LOS ANGELES – Sitting and watching. That's what Chip Brown, owner of Big Man Bakes, has been doing to protect his business the past few nights as protests in DTLA have boiled over into looting. He supports the peaceful marches, knowing first-hand what prejudice feels like.

“As a 6 foot 5 African American, I lived and understand the cumulative pain of seeing all these deaths and murders essentially,” said Brown.


What You Need To Know


  • African American business owner in DTLA had his shop vandalized during protests

  • He says people vandalizing, looting not true protesters, but "joyriding kids"

  • As a 6'5 African American man, he says he understands and has experienced racial injustice

  • He supports peaceful protests and hopes vandals don't mar true message

As a black man, who owns his own successful bakery, even being featured on TV, he says these protests help white America see what a day in the life of a minority is in this country.

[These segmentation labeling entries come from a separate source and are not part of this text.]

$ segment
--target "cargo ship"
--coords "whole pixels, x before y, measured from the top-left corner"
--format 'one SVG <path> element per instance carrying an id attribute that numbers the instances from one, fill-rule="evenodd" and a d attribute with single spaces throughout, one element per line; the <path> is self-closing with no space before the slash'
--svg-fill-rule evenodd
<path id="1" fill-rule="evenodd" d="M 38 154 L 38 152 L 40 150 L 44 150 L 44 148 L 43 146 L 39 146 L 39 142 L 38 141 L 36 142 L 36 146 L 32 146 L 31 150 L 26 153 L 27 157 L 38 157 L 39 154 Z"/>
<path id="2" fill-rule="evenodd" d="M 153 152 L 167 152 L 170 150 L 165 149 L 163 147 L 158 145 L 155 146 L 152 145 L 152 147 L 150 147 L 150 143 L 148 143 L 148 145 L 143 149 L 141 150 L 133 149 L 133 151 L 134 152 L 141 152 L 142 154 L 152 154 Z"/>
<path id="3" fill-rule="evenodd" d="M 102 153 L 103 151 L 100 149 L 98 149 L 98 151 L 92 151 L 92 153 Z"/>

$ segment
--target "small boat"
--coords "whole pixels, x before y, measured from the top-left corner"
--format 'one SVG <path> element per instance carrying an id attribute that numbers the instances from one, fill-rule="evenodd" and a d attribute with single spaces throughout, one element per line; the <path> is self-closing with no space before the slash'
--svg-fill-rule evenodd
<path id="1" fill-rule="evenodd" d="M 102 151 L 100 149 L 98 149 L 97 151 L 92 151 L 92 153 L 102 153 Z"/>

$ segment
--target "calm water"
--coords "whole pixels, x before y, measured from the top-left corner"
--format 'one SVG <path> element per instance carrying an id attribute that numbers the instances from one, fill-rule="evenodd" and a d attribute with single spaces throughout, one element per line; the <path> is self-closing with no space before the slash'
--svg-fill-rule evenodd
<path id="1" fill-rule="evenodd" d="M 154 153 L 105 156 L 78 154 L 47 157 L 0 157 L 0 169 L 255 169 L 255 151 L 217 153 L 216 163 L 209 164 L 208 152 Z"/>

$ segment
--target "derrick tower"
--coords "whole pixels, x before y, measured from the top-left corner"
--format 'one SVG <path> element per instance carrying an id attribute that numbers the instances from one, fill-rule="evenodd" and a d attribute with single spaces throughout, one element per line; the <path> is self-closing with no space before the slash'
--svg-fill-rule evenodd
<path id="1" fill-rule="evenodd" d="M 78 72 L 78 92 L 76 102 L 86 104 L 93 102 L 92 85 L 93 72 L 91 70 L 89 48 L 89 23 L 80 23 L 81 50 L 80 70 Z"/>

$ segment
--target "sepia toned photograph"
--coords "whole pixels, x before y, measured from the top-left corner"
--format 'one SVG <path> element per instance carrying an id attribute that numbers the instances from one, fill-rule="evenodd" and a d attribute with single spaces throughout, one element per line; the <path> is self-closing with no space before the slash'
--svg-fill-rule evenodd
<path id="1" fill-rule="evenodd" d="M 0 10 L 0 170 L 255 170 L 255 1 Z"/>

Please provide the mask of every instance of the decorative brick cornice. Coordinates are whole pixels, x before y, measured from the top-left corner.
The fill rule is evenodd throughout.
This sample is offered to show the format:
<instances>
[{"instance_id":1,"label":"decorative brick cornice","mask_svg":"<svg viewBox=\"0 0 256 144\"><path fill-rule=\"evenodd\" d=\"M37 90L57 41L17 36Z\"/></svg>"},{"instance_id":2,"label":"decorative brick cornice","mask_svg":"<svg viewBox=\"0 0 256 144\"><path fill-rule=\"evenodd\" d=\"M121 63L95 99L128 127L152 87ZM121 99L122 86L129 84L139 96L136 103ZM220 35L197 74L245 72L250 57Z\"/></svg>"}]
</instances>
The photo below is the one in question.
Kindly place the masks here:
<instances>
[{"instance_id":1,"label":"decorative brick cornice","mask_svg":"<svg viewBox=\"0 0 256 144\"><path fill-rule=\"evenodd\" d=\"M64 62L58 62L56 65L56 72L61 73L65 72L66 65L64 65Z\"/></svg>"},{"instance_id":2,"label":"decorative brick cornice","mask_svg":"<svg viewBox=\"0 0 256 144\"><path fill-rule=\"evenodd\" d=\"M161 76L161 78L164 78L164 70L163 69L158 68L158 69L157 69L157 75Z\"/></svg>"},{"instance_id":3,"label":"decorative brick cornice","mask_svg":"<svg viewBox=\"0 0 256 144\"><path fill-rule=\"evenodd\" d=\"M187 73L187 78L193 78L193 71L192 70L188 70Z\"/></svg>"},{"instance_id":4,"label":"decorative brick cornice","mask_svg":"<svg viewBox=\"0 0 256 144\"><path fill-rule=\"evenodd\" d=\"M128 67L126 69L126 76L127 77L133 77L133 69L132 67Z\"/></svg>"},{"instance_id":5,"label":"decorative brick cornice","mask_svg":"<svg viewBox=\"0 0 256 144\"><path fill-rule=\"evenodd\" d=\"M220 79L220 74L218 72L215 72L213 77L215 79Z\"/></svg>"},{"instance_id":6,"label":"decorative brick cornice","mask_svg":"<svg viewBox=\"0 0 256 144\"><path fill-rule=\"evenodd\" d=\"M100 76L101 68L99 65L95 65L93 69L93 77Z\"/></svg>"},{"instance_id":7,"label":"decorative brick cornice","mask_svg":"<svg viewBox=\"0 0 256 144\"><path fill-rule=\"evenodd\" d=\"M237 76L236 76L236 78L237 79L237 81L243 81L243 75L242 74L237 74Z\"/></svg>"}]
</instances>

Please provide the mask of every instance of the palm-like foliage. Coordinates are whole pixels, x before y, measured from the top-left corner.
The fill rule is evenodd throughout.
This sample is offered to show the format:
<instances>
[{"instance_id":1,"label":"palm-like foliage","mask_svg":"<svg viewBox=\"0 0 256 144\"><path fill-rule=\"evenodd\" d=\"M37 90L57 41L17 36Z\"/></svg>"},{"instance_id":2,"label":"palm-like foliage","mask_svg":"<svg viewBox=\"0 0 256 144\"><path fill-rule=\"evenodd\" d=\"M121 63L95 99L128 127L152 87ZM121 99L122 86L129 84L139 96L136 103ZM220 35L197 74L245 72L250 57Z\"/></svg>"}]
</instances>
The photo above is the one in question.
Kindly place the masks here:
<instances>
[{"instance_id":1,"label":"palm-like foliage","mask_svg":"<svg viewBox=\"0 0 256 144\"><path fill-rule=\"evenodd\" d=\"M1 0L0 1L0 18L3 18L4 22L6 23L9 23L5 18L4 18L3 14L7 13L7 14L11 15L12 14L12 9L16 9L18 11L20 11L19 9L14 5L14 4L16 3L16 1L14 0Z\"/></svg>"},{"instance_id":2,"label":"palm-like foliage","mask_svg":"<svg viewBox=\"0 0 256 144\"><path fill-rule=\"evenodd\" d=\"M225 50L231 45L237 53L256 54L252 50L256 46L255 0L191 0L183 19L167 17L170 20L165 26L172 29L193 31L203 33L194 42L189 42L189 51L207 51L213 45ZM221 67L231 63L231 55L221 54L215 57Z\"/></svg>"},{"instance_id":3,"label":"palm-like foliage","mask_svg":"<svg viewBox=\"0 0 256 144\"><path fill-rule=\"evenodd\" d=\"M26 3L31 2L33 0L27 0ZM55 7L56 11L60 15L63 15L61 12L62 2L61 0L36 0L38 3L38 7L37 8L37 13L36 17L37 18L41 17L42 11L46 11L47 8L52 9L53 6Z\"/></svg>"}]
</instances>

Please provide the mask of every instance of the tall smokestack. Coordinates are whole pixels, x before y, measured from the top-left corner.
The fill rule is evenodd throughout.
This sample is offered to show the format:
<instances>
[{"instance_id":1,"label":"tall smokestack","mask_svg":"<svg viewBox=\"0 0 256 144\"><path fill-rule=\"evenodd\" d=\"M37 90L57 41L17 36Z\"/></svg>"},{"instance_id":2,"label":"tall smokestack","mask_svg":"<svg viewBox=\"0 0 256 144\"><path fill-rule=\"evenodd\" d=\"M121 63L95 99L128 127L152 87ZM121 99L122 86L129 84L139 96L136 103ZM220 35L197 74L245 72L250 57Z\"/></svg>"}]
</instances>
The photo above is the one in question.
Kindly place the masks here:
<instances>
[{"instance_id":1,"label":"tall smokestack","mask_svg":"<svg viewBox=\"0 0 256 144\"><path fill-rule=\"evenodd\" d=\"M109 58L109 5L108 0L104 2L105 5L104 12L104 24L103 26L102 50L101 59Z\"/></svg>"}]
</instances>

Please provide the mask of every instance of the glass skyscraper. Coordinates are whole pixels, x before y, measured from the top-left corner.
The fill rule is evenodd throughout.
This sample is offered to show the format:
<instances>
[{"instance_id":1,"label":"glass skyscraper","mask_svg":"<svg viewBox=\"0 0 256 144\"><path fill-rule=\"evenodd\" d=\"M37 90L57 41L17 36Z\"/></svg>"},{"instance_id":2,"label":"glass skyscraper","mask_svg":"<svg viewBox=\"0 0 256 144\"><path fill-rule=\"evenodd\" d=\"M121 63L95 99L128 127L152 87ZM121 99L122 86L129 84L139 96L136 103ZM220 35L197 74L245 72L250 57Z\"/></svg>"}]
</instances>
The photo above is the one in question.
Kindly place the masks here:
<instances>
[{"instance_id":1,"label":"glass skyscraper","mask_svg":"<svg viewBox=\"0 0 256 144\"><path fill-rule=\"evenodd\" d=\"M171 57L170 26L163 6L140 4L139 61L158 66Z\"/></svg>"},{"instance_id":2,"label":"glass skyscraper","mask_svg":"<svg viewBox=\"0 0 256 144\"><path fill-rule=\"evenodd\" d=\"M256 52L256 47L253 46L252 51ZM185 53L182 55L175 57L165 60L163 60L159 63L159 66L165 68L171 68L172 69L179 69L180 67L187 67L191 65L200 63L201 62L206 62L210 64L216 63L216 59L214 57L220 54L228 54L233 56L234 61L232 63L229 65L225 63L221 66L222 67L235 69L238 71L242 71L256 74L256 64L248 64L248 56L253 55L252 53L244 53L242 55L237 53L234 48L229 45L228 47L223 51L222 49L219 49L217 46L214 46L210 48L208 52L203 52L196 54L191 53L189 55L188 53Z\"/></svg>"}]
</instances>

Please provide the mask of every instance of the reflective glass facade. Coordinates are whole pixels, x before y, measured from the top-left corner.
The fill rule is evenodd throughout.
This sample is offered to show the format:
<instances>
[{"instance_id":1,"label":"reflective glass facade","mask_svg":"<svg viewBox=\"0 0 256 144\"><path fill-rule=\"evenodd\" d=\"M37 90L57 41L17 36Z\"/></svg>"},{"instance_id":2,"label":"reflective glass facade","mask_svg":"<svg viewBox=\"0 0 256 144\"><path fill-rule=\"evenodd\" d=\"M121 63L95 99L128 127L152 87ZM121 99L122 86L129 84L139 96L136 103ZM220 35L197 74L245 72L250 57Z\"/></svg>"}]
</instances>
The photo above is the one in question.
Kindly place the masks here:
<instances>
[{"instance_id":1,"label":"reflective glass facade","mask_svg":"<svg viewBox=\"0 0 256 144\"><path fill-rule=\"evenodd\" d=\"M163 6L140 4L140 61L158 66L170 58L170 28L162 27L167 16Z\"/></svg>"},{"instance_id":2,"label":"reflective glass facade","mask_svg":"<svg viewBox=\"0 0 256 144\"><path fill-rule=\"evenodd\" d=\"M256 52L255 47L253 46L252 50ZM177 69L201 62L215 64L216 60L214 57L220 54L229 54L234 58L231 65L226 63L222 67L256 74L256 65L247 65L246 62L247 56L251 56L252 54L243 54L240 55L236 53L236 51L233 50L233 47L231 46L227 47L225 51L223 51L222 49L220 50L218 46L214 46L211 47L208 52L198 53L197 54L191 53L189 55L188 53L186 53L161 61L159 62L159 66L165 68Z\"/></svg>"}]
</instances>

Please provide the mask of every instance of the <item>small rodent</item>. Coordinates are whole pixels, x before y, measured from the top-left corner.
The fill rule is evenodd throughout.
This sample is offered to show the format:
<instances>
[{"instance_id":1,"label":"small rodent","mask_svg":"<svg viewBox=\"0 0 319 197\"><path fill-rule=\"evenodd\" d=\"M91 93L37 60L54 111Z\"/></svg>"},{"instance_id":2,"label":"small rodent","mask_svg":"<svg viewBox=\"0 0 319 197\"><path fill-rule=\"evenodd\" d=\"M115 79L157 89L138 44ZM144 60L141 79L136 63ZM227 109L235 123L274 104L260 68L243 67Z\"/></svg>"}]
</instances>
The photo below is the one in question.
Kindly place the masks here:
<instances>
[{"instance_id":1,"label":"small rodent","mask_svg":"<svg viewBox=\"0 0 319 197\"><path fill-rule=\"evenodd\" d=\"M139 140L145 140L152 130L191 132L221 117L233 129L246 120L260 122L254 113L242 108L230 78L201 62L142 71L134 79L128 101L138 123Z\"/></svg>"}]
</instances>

“Whether it be the clutching of a purse on an elevator or assuming that if you're 6’5 you’re an athlete, opposed to a businessman, those things, are little murders of the soul. A microcosm of what is happening in the nation,” said Brown.

As Brown shows footage of what he says are some peaceful protesters seeming to be detained, he says he is proud to see all communities come together to spread the message that black lives matter.

“They weren’t destroying anything. They were conscientiously fighting for what they believe in, which is the injustice of black people,” said Brown.

He says the ones destroying businesses were young outliers, no older than 21 from what he saw, who were not involved in peaceful gatherings.

“They don’t know who George Floyd is,” he said.

After Friday night’s events, he found graffiti on his store window and his fellow neighborhood businesses were looted and destroyed, so he decided to sit in front of his store from 8 p.m. to 6 a.m. over the weekend to protect it.

“These were children destroying the city. Children that were burning and looting and carrying four boxes of Nikes running by me in front of the store. They weren’t protesters. They didn’t have signs. They were joyriding kids,” said Brown.

He hopes this vandalism will stop so the messages from the actual protesters can be heard among all this noise.

“It’s not just about black people fighting for the cause, it’s about humanity coming together. It’s about everyone seeing the horrific injustice that is going on, so I hope that at this point with all this destruction, [we] rebuild together so that we heal and be a better nation,” said Brown.

As he hopes for a better nation, in the meantime, he continues to stand vigil protecting his business from those outliers.